EAGLE framework aligns visual evidence for better multi-agent VQA
Vision-language agents stop arguing and start looking at the same image regions.
A new research paper introduces EAGLE (Evidence-Aligned Grounded muLti-agent rEasoning), a training-free framework designed to improve multi-agent visual question answering (VQA). The authors—Yuhan Wang, Shuochen Chang, and a team of 11 researchers—identify a critical flaw in existing multi-agent VQA methods: they rely on textual discussions and answer-level agreement but ignore whether agents actually base their answers on the same visual evidence. This can lead to misleading consensus where agents agree on a wrong answer because they each hallucinated or misread different parts of an image.

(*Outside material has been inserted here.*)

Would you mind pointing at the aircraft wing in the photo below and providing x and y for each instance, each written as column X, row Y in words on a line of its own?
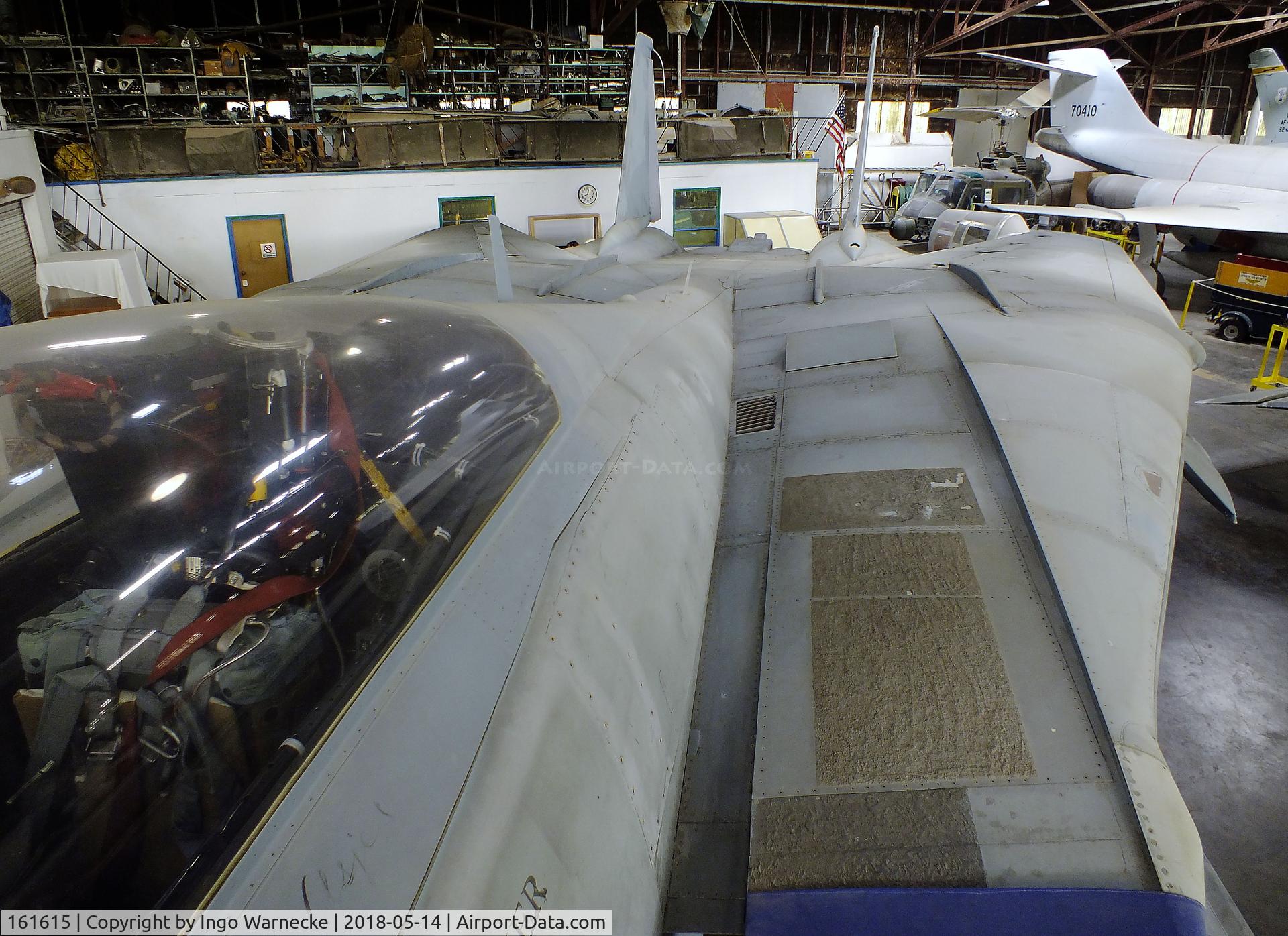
column 1242, row 217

EAGLE solves this by explicitly exposing each agent's grounding regions (the image areas it used to answer) as visual evidence. Agents then mutually verify this evidence, and the framework uses evidence consistency to guide final decision-making. The approach is training-free, so it works with any off-the-shelf VLM, and experiments across six diverse VQA benchmarks show it achieves the best average performance while remaining lightweight and interpretable. This makes EAGLE practical for deployment in real-world applications where reliable visual reasoning is critical, such as medical imaging, autonomous systems, and content moderation.
- EAGLE exposes each VLM agent's grounding regions as visual evidence, enabling mutual verification rather than just textual debate.

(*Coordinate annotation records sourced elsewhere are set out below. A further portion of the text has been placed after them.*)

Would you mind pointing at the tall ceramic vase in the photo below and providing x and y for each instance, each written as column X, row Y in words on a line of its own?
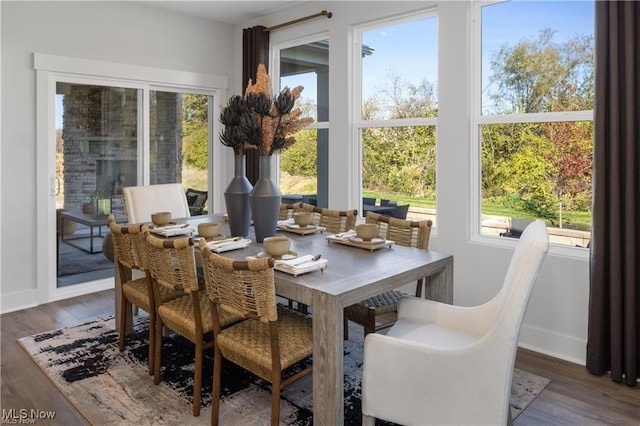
column 265, row 201
column 236, row 197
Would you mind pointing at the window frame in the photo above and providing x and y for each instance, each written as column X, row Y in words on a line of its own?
column 358, row 123
column 478, row 120
column 274, row 68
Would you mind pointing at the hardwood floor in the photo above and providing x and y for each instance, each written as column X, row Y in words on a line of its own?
column 574, row 397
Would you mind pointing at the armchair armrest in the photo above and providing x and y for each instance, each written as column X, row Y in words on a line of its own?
column 476, row 320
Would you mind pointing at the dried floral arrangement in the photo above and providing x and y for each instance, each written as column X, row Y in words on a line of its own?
column 260, row 120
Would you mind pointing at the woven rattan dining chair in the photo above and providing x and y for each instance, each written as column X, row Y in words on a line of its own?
column 130, row 254
column 338, row 220
column 334, row 220
column 172, row 265
column 269, row 341
column 402, row 232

- The training-free framework works with any off-the-shelf vision-language model and achieves best average performance across 6 VQA benchmarks.
- Key insight: answer-level agreement is insufficient; aligned visual evidence is essential for trustworthy multi-agent consensus.
Why It Matters
Reduces hallucinations in multi-agent vision systems, making AI more reliable for critical visual tasks like diagnostics and autonomous sensing.